At the same time, a random client node chooses a random existing cache and performs operations on that cache.
It leads to an exception on client node that affinity is not initialized for a cache during cache operation like:
Affinity for topology version is not initialized [topVer = 8:10, head = 8:2]
This exception means that the last affinity for a cache is calculated on version [8,2]. This is a cache start version. It happens because during creating/destroying some temporary cache we don’t re-calculate affinity for all existing but not already accessed caches on client nodes. Re-calculate in this case is cheap - we just copy affinity assignment and increment topology version.
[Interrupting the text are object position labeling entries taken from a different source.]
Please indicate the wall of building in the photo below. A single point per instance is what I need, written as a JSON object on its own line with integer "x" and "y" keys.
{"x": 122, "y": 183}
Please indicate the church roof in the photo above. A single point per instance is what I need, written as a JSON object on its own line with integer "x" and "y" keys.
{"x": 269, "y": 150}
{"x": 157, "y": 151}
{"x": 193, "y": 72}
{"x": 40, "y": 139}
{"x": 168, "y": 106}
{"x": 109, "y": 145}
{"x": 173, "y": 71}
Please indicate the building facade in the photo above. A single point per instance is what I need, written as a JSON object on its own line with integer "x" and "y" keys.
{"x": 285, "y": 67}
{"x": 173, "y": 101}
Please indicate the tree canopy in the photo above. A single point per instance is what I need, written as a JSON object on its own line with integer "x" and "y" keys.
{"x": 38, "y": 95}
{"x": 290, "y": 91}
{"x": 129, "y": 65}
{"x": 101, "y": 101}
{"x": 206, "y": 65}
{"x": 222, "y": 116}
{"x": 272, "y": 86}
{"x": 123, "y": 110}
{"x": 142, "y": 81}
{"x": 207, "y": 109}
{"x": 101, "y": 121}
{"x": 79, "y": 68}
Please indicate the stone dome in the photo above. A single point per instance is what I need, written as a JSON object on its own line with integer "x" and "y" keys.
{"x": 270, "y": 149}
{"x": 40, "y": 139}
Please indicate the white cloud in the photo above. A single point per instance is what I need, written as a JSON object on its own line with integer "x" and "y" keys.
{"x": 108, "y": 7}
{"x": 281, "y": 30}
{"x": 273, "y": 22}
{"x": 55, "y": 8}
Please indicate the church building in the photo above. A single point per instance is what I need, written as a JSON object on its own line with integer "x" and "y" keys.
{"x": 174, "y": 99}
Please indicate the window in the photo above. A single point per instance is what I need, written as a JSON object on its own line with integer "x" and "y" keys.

As a solution, we need to fetch affinity on client node join for all caches. Also, we need to re-calculate affinity for all affinity holders (not only for started caches or only configured caches) for all topology events that happened in a cluster on a client node.
This solution showed the existing race between client node join and concurrent cache destroy.
The race is the following:
Client node (with some configured caches) joins to a cluster sending SingleMessage to coordinator during client PME. This SingleMessage contains affinity fetch requests for all cluster caches. When SingleMessage is in-flight server nodes finish client PME and also process and finish cache destroy PME. When a cache is destroyed affinity for that cache is cleared. When SingleMessage delivered to coordinator it doesn’t have affinity for a requested cache because the cache is already destroyed. It leads to assertion error on the coordinator and unpredictable behavior on the client node.
The race may be fixed with the following change:
If the coordinator doesn’t have an affinity for requested cache from the client node, it doesn’t break PME with assertion error, just doesn’t send affinity for that cache to a client node. When the client node receives FullMessage and sees that affinity for some requested cache doesn’t exist, it just closes cache proxy for user interactions which throws CacheStopped exception for every attempt to use that cache. This is safe behavior because cache destroy event should be happened on the client node soon and destroy that cache completely.